Agentic Movie Recommender

Agentic AI/RAG/Ollama Cloud/DSPy/GEPA/TMDB/Python — preference-first recommendations with strict latency and output contracts

Course project RAG + LLM + DSPy/GEPA

Author: Regan Yin
Course: BAMS 521 — Agentic AI (UBC Sauder)
A preference-first movie recommender over a TMDB top-1000 CSV: deterministic retrieval and ranking in Python, Ollama Cloud (gemma4:31b-cloud) for final selection and copy, plus corrective retry and a deterministic fallback so every call returns a valid tmdb_id and a persuasive description within course limits.

View on GitHub →

Agentic movie recommender interface preview
Project preview — UI and recommendation flow.

Executive summary

Latency budget
≤ 20 s (13 s primary + 4 s retry + fallback)
Description
≤ 500 chars, sentence-aware trim
Candidate pool
350 titles from CSV (top slice)
LLM
gemma4:31b-cloud via Ollama
Tuning
DSPy + GEPA on a weighted metric

The system behaves as a retrieval-augmented re-ranker: lexical and keyword-heavy RAG pulls a strong shortlist, hybrid scoring encodes preferences over watch history (including explicit conflict handling), and the LLM only chooses one ID and writes the pitch. Invalid IDs, history collisions, or timeouts fall back to a hash-stable deterministic description so outputs stay spec-compliant.
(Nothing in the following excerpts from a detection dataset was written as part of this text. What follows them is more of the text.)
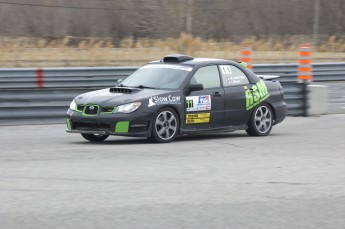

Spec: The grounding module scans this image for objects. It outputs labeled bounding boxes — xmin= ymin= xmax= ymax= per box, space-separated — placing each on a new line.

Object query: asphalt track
xmin=0 ymin=114 xmax=345 ymax=229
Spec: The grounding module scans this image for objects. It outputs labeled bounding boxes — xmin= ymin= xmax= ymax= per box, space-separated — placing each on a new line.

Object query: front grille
xmin=84 ymin=105 xmax=98 ymax=115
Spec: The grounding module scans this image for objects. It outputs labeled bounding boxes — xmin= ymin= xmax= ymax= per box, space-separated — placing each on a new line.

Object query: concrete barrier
xmin=307 ymin=85 xmax=328 ymax=116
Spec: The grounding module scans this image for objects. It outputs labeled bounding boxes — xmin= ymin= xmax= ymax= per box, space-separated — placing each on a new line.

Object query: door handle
xmin=213 ymin=91 xmax=222 ymax=97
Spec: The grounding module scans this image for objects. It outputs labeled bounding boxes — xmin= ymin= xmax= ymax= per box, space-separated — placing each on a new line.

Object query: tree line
xmin=0 ymin=0 xmax=345 ymax=40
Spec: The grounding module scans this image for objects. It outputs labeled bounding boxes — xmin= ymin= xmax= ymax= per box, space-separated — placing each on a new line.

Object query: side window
xmin=190 ymin=65 xmax=220 ymax=88
xmin=219 ymin=65 xmax=249 ymax=87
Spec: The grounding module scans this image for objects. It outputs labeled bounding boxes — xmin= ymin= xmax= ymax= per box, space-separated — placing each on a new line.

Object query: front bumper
xmin=66 ymin=109 xmax=152 ymax=137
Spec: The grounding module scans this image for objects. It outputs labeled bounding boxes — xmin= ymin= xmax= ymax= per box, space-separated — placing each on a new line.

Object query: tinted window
xmin=190 ymin=65 xmax=220 ymax=88
xmin=219 ymin=65 xmax=249 ymax=87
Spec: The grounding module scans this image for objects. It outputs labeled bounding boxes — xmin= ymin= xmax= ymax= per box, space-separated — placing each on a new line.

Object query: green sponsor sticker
xmin=115 ymin=121 xmax=129 ymax=133
xmin=244 ymin=80 xmax=270 ymax=111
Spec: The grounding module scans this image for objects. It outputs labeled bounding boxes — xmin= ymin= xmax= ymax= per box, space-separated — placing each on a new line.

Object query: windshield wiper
xmin=135 ymin=85 xmax=156 ymax=89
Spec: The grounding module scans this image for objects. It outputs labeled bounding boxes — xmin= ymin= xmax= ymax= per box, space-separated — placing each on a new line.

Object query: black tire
xmin=246 ymin=104 xmax=273 ymax=136
xmin=81 ymin=134 xmax=109 ymax=142
xmin=149 ymin=107 xmax=180 ymax=143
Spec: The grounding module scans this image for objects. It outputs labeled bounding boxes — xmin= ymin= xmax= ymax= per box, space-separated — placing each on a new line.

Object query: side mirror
xmin=188 ymin=83 xmax=204 ymax=91
xmin=115 ymin=79 xmax=123 ymax=86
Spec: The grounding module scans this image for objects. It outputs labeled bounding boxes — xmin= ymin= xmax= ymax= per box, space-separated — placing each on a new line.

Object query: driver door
xmin=184 ymin=65 xmax=225 ymax=130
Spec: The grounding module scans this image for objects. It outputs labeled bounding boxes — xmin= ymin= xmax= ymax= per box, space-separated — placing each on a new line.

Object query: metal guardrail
xmin=0 ymin=63 xmax=345 ymax=124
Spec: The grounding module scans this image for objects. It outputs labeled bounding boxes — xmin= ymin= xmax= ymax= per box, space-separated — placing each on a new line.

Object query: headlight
xmin=69 ymin=100 xmax=78 ymax=111
xmin=113 ymin=102 xmax=141 ymax=113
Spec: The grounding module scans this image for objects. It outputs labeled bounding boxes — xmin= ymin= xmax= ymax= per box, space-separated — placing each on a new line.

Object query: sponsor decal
xmin=147 ymin=95 xmax=181 ymax=107
xmin=186 ymin=113 xmax=210 ymax=124
xmin=186 ymin=95 xmax=211 ymax=111
xmin=244 ymin=80 xmax=270 ymax=111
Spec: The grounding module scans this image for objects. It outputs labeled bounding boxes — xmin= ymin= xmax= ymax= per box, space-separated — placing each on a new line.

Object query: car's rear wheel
xmin=81 ymin=134 xmax=109 ymax=142
xmin=149 ymin=107 xmax=180 ymax=143
xmin=246 ymin=104 xmax=273 ymax=136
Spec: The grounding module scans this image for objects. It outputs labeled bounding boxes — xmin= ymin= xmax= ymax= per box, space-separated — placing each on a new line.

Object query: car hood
xmin=74 ymin=88 xmax=179 ymax=106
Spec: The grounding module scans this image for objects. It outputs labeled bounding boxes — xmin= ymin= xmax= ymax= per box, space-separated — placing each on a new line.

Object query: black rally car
xmin=66 ymin=54 xmax=286 ymax=143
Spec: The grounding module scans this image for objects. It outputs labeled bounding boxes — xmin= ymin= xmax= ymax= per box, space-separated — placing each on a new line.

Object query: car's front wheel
xmin=81 ymin=134 xmax=109 ymax=142
xmin=246 ymin=104 xmax=273 ymax=136
xmin=149 ymin=107 xmax=180 ymax=143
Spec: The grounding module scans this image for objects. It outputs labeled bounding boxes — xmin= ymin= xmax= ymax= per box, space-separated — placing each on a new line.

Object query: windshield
xmin=121 ymin=64 xmax=193 ymax=89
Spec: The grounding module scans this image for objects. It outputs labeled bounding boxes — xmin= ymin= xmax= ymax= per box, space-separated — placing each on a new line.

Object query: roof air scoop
xmin=163 ymin=54 xmax=194 ymax=63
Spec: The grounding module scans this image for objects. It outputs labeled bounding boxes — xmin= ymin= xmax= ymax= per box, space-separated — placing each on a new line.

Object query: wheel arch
xmin=260 ymin=102 xmax=277 ymax=125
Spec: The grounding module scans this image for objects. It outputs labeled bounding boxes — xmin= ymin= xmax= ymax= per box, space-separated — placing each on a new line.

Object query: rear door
xmin=219 ymin=64 xmax=251 ymax=125
xmin=184 ymin=65 xmax=225 ymax=129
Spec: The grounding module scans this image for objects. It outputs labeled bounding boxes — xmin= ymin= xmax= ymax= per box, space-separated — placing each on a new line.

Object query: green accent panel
xmin=115 ymin=121 xmax=129 ymax=133
xmin=66 ymin=118 xmax=72 ymax=130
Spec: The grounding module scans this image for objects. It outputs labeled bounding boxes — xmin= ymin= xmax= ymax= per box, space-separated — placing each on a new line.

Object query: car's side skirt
xmin=180 ymin=125 xmax=248 ymax=135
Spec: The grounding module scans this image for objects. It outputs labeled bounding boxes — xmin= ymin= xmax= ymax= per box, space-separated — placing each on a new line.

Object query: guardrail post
xmin=297 ymin=44 xmax=313 ymax=116
xmin=240 ymin=47 xmax=253 ymax=70
xmin=36 ymin=68 xmax=43 ymax=88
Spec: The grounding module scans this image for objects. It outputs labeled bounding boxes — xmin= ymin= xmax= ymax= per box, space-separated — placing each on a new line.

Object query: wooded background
xmin=0 ymin=0 xmax=345 ymax=41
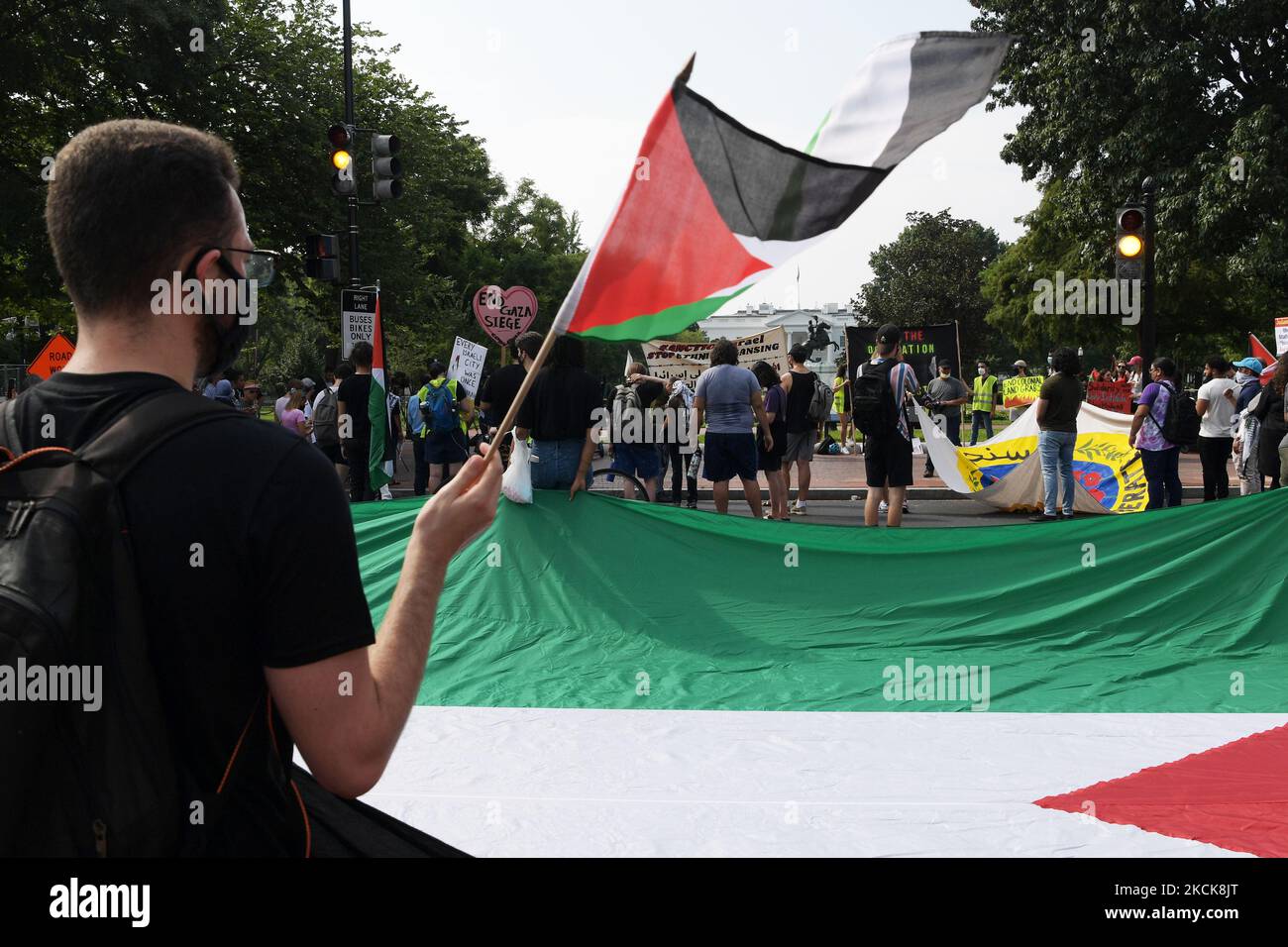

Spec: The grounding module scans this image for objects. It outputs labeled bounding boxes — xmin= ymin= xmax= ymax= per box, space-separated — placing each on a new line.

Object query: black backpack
xmin=850 ymin=359 xmax=899 ymax=437
xmin=0 ymin=390 xmax=250 ymax=857
xmin=313 ymin=382 xmax=340 ymax=447
xmin=1147 ymin=381 xmax=1201 ymax=451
Enforced contracts (course / grader)

get_recommendation(preferences, history, history_ids) must return a dict with keys tmdb_id (int) and description (str). The ID must sit in the offline pool, must never duplicate watch history, descriptions must respect the character cap, API keys load from the environment — not the source tree.
Requirement Where it lives
Valid tmdb_id in pool Post-LLM validation, retry, then fallback
No history repeats Retrieval de-dup, prompt rules, final check
20 s wall clock Timeouts + instant fallback path
500-char descriptions Constants + sanitizer + smart truncation

Tech stack

Python pandas Ollama Cloud DSPy GEPA Streamlit (app) TMDB CSV (offline corpus)

Pipeline

  1. Normalize inputs — strip, dedupe, type-coerce preferences and history.
  2. Preference analysis — genre weights, blocked genres, tone/mood expansions.
  3. RAG retrieval (~100) — lexical + overview/tagline/keywords + quality, with conflict and block penalties.
  4. Hybrid re-rank (~14) — preference beats history; bonuses for tone/title fit.
  5. LLM pick + JSON — strict prompt, banned marketing phrases, pivot guidance when history conflicts with preferences.
  6. Corrective retry — one short retry if the model violates pool or history rules.
  7. Deterministic fallback — template × hook variety keyed by hash for stable, fluent copy without the model.
  8. Sanitize — strip markdown, labels, banned phrases; truncate at sentence boundaries.

Design highlights

  • Preference over history — explicit conflict genres (e.g. romance in history vs “pure thriller” ask) reduce scores and nudge the model to pivot in one clause.
  • Tone vocabulary — alias maps lift intent (“slow-burn”, “twist”, “feel-good”) beyond raw genres.
  • Negative constraints — “no horror” style phrases become hard scoring penalties plus prompt rules.
  • No live TMDB at inference — keeps latency predictable; TMDB API optional for offline eval generation only.
  • Process-local cache on normalized inputs for fast repeat calls.
  • GEPA output — winning prompt fragments persist in dspy_gepa_best_config.json and load in llm.py.

Evaluation and tuning

Quality is driven by a weighted automated metric (genre alignment, quality priors, description length bucket, specificity vs filler, history-acknowledgement bonus, penalties for banned fluff) plus hard gates on pool and history membership. dspy_gepa_benchmark.py runs a style sweep, then GEPA reflection on prompt instructions using structured metric feedback, and writes the best configuration for production inference.

How to run

Clone the repo, create a virtual environment, install requirements, and set OLLAMA_API_KEY. Use python llm.py for the CLI, python test.py for the course tests, and optionally dspy_gepa_benchmark.py to regenerate tuned prompts.

git clone https://github.com/Regan-Yin/agentic-movie-recommender.git
cd agentic-movie-recommender
python -m venv .venv && source .venv/bin/activate
pip install -r requirements.txt
export OLLAMA_API_KEY=your_key_here
python llm.py --preferences "Sci-fi with a smart twist" --history "Inception"
python test.py

Full flags, zip submission layout, and metric tables are documented in the repository README.